I'd guess the engineers were pushed to make it cheaper then they wanted to by the number crunchers. Maybe less steps in the assembly process, fewer parts needed, something along those lines. The bad part is recalls of any type are mostly done in cases only where personal injury could occur. Other defects are just passed on to the consumer in added maintainence costs. That is one negative of intense product pricing competition that I see a lot of in consumer electronics. I have no doubt all manufactures fall into that trap if they have enough competition in a particular product line.

Mark


----------



## bontai Joe (Sep 16, 2003)

When you think of the gazillions of machines Deere produces/sells, there are gonna be a couple of klinkers once in a while. I design industiral equipment and as quality and safety oriented as we are, occassionally something gets made that should have been done differently.


----------



## KevinJD325 (Sep 21, 2003)

You guys are right. Hey, at least they are making the recalls. How may companies try to avoid the cost of recalls till they are threatened by a major consumer organization, or goverment, law suit. 

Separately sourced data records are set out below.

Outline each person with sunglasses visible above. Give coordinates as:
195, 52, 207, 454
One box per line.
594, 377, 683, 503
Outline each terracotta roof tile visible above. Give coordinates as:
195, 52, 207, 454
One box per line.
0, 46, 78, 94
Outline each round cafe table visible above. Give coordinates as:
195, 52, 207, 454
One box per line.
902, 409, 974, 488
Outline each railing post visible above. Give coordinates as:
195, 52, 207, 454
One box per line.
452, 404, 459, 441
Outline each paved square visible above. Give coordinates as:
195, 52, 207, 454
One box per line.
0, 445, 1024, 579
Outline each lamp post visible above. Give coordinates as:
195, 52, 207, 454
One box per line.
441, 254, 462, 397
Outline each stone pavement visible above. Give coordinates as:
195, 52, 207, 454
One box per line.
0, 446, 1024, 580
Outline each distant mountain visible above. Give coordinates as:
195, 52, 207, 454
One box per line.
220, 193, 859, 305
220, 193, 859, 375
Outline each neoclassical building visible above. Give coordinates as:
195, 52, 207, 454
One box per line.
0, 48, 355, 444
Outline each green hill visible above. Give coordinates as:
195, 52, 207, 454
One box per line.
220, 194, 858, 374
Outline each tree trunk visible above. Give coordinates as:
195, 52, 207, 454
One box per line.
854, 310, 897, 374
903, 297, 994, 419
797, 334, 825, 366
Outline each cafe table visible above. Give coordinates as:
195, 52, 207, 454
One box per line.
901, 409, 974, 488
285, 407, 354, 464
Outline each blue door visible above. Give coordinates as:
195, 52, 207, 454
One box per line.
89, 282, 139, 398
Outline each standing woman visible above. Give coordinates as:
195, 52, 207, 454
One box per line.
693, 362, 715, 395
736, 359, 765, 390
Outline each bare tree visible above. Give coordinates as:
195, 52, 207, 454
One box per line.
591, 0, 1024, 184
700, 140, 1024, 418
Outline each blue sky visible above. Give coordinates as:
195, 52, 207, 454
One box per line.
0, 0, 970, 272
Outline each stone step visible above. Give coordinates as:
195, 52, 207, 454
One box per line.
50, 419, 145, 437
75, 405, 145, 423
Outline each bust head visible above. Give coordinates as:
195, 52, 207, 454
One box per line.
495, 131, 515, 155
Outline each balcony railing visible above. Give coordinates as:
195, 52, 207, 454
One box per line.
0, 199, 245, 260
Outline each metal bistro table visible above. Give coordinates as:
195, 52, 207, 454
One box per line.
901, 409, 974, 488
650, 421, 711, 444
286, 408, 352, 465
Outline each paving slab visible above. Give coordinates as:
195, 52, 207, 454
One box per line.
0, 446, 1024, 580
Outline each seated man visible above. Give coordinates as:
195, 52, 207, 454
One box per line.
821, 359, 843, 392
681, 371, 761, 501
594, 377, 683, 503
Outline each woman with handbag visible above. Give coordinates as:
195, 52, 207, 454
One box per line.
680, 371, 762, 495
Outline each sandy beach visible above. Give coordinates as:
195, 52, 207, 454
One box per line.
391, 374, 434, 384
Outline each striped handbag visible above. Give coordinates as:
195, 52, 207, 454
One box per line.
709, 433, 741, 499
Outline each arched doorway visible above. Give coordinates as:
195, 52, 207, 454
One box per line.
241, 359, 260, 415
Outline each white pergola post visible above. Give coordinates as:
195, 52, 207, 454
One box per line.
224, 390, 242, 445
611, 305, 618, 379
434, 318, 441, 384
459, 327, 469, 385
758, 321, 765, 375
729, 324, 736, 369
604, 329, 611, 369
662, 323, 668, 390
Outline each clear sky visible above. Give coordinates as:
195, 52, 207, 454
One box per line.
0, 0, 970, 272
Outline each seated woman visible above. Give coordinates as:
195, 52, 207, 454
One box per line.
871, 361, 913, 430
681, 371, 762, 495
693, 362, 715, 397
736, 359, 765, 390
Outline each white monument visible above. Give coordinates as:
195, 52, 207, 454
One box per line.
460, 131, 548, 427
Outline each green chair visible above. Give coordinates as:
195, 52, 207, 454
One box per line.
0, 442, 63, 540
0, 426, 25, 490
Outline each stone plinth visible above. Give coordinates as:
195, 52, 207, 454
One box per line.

Lets face it though, like the air filters they recently sent out to many owners, it's cheaper to send out hundreds of filters than to have hundreds of mechanics in the field wasting thousands of hours troubleshooting a simple problem under warranty coverage paid for by Deere. More power to them for getting the job done.

Kevin


----------



## Michael (Sep 16, 2003)

I am glad that John Deere company cares about the consumer and that they are doing right by them. There is also a unpublished quiet recall on the L-118LE lawn tractors on the front axle spindles, there seems to be a metal fatique issue with these. Sometimes I guess the bean counters or someone makes a mistake. A few years ago at the company I work for we had a batch of defective fasteners and we were taking stuff apart and replacing a bunch of fasteners (Vender supplied). It was never published and we caught all of the defective fasteners and they were replaced (I'm a aircraft machinist) The safety of the flying public is most important and the fact we did it and reported everything to the FAA is what matters and we also proved all the fasteners were replaced (Failure rate of the defective fasteners was 5%)


----------